So you think you know North Carolina…. No. 49

1. In 1948 citizens of Newport News petitioned Virginia’s governor to close its southern border — why?

2. In 1988 officials at Raleigh-Durham International Airport teasingly distributed pinback buttons asking, “Parlez-vous Francais, Charlotte?” — why?

3. After this educator’s death at the age of 39, Frederick Douglass lamented that “the race has lost its ablest advocate.” To whom was he referring?

4. Duke Ellington composed what 1930s classic at a party in Durham’s North Carolina Mutual Building?

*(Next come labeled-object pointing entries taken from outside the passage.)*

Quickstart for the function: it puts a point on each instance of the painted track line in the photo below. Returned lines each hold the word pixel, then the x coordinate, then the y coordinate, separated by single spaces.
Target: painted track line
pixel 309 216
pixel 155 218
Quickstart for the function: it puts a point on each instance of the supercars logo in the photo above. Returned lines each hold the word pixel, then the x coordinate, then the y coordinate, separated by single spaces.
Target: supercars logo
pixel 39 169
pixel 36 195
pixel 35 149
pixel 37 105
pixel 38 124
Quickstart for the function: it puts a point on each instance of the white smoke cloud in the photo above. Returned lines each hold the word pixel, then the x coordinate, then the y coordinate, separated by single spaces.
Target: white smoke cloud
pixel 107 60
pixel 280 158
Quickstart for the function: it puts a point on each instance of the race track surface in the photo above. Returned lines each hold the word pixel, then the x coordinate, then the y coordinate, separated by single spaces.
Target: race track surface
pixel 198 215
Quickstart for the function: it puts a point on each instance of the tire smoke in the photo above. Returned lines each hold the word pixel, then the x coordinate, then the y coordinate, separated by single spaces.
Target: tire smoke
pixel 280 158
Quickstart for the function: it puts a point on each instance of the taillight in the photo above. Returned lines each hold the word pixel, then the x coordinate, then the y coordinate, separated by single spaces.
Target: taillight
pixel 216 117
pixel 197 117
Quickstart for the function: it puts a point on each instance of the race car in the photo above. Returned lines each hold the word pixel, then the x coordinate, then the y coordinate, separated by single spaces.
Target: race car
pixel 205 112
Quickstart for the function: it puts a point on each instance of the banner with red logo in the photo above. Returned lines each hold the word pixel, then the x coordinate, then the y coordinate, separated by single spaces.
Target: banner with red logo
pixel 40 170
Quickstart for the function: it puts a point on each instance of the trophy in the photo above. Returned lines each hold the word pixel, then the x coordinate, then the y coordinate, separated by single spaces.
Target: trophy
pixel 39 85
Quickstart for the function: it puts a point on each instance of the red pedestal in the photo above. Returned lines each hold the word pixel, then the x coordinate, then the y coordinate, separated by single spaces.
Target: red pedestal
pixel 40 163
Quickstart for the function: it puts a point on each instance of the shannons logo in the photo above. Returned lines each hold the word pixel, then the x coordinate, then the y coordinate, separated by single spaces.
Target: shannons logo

5. The last Confederate veteran in Congress served until 1910, 1920 or 1930?

Answers below

 

 

 

 

1. North Carolina was suffering the nation’s worst epidemic of infantile paralysis — better known today as polio. In 1959 the state became the first to require children to be inoculated with the new Salk vaccine.

2. RDU had just added an American Airlines flight to Paris — a direct connection then lacking at Charlotte/Douglas International. (American dropped the Paris flight in 1994 and shut its RDU hub a year later.)

3. Joseph C. Price, founder of Livingstone College.

4. “In a Sentimental Mood.” As Ellington recalled: “We had played a big dance in a tobacco warehouse, and afterwards a friend of mine, an executive in the North Carolina Mutual Insurance Company [treasurer Edward Merrick], threw a party for us….

“I was playing piano when another one of our friends had some trouble with two chicks. To pacify them, I composed this there and then, with one chick standing on each side of the piano.”

5. 1930. Former Confederate major Charles Manly Stedman, elected to the House 10 times by his Greensboro district, died at age 89.